Eser Ali Rıza Bey’in 1919–1925 yıllarında, zamanın çeşitli gazete ve dergilerinde fâsılalarla yayımlamış olduğu tefrikaların bir derlemesidir. Yazarın bu makaleleri yazmaktaki maksadını Çoruk, “zamanın değişmesiyle birlikte unutulan örf ve âdetleri, konak ve saray hayatını, meşhurların aşk maceralarını, esrarkeşleri, dilencileri, tulumbacıları, eğlence şekillerini, kısaca eski İstanbul’a ait ne varsa yeni nesle anlatmak” olarak özetler. Bu bakımdan, eski İstanbul’daki sosyal ve günlük hayatın her kesitine dair çok değerli hatıraları, gözlemleri ve tespitleri akıcı ve renkli bir üslupla kaleme almış yazarın bu derleme eseri, yayın hayatının bu alanında “en hacimli” ve önemli çalışmalarındandır. Yazar, kaleme aldığı hatıralarını ve müşahedelerini ayrıntılarıyla birlikte ve birtakım kaynaklarla delillendirme çabasıyla okuyucuya sunmaya çalışmıştır. Bunun yanında eserde derlenmiş tefrikalar, muhtelif zamanlarda yayımlanmış müstakil yazılar olduklarından yer yer tekrarlar da bulunmaktadır.
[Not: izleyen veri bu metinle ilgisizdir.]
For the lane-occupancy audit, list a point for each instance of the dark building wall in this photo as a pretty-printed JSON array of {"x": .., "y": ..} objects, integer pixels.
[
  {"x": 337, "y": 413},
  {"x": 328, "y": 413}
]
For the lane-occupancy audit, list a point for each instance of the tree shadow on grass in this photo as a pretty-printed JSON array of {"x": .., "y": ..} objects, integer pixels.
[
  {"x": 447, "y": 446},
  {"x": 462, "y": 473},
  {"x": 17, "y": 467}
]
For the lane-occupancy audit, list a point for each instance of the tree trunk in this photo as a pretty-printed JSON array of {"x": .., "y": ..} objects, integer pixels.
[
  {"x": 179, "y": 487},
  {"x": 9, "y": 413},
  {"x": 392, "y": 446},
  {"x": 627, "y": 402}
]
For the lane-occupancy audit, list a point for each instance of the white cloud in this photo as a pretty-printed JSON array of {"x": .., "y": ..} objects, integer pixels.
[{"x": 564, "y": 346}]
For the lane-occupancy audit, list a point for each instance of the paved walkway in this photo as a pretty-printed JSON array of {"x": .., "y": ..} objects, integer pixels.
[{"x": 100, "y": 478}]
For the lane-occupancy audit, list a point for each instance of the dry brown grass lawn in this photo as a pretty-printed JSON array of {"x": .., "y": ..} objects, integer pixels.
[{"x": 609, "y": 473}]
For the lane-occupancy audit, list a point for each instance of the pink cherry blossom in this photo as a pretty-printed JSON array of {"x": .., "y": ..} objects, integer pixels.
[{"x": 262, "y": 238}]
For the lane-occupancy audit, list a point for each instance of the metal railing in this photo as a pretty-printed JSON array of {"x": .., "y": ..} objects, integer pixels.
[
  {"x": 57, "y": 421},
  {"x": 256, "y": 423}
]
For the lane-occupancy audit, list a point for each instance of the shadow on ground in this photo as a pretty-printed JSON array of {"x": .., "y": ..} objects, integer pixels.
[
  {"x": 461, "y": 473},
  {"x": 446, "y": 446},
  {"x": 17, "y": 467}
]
Eser alanında önemli bir eksikliği giderecek bir kaynak olma niteliğinin ve tarih yazıcılığına dair ilginç bir tavra işaret ediyor olmasının yanında, bazı eksikleri de barındırmaktadır: Meselâ, eserdeki tefrikaların Osmanlı harflerindeki orijinalleriyle beraber yayımlanmamış olması önemli bir problemdir ki, Latin harflerine transkripsiyonunda eksikliklerin olup olmadığının tespitini imkânsız kılmaktadır. Ayrıca, “Takdim”de transkripsiyon hususunda nasıl bir yol takip edildiği ve transkripsiyonun kim tarafından yapıldığı da belirtilmemektedir. Başka bir eksiklik de, bazı yazım kurallarının kitabın bütün bölümlerinde aynı biçimde uygulanmamış olmasıdır.